Мик был не очень хорошим учителем. Сколько он себя помнил, он всегда умел плавать и нырять и теперь начисто забыл о трудностях, с которыми когда-то сталкивался. Ему казалось просто невероятным, что кому-то приходится прилагать значительные усилия, чтобы опуститься на морское дно и провести там две-три минуты. Поэтому он терял терпение, когда его ученик не мог сразу погрузиться глубже, чем на десять сантиметров, и болтался на поверхности, словно пробка, размахивая ногами в воздухе.

Однако довольно быстро Джонни понял, что нужно делать. Он научилс до конца выдыхать воздух перед погружением: с полными легкими он превращался в воздушный шар, обладавший такой плавучестью, что уйти под воду было попросту невозможно. Далее он установил, что нужно поднимать ноги из воды, и тогда их ничем не поддерживаемая тяжесть толкнет его книзу.

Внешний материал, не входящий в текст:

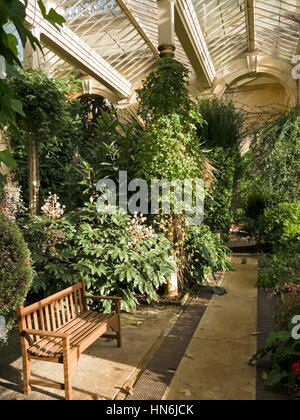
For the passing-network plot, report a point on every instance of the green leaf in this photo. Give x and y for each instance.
(274, 377)
(7, 159)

А уже под водой он сможет начать действовать ластами, с легкостью передвигаясь в любом направлении.

После нескольких часов тренировки тело его обрело ловкость. Джонни узнал, какое это наслаждение устремляться вниз и парить в мире невесомости, подобно космонавту на орбите. Научился делать петли и переворачиваться на месте или же, не шевеля и пальцем, дрейфовать на любой глубине. Однако он не мог оставаться под водой и половину того времени, какое способен был провести там Мик. Как и для всякого стоящего дела, тут требовались время и практика.

Он знал теперь, что время у него будет. Профессор Казан, вообще-то человек мягкого характера, когда было нужно, проявлял завидную твердость; пользуясь своим влиянием, он позаботился о Джонни, нажав на все кнопки. После заполнения бесконечных анкет Джонни был официально зачислен в штат островной станции. Тетя согласилась на это с величайшей готовностью и немедленно выслала ему те немногие вещи, которые имели дл него какую-то ценность. Теперь, когда он находился на другом конце света и мог беспристрастно подумать о своем прошлом, Джонни понял, что кое в чем виноват и сам. Разве он когда-нибудь прилагал усилия, чтобы стать членом семьи, в которую был принят? Он ведь знал, что его овдовевшей тетке приходилось нелегко. Вероятно, со временем, став постарше, он сумеет лучше разобраться во всех ее делах и затруднениях и, возможно, даже подружиться с ней. Но как бы то ни было, он ни на мгновение не жалел о том, что убежал из дому.

В жизни его открылась новая глава, никак не связанная с прошлым. Ему казалось, что раньше он только существовал, а не жил по-настоящему. Потеряв в раннем детстве тех, кого любил, он боялся привязаться к кому-нибудь снова. Хуже того — он стал подозрительным и замкнутым в себе. Но теперь, на острове, в дружной товарищеской семье, опрокинувшей перегородки его сдержанности, он менялся с каждым днем. Рыбаки были дружелюбны, добродушны и не слишком надрывались на работе. Да и зачем им было надрываться: в этих краях постоянно тепло и достаточно закинуть в море сеть, чтобы быть всегда сытым. Чуть не каждый вечер люди собирались на берегу, чтобы потанцевать, посмотреть кинофильм или поужинать всем вместе. Ну, а если лил дождь — здесь за час выпадало несколько сантиметров осадков, — сидели у телевизора. Можно было смотреть передачи откуда угодно: благодаря спутникам связи расстояние между Островом Дельфинов и любым городом Земли преодолевалось менее чем за полсекунды. Островитяне видели все, что мог предложить им мир, сохраняя при этом все преимущества обособленности. Они пользовались, в сущности, всеми благами цивилизации и страдали лишь от немногих ее пороков.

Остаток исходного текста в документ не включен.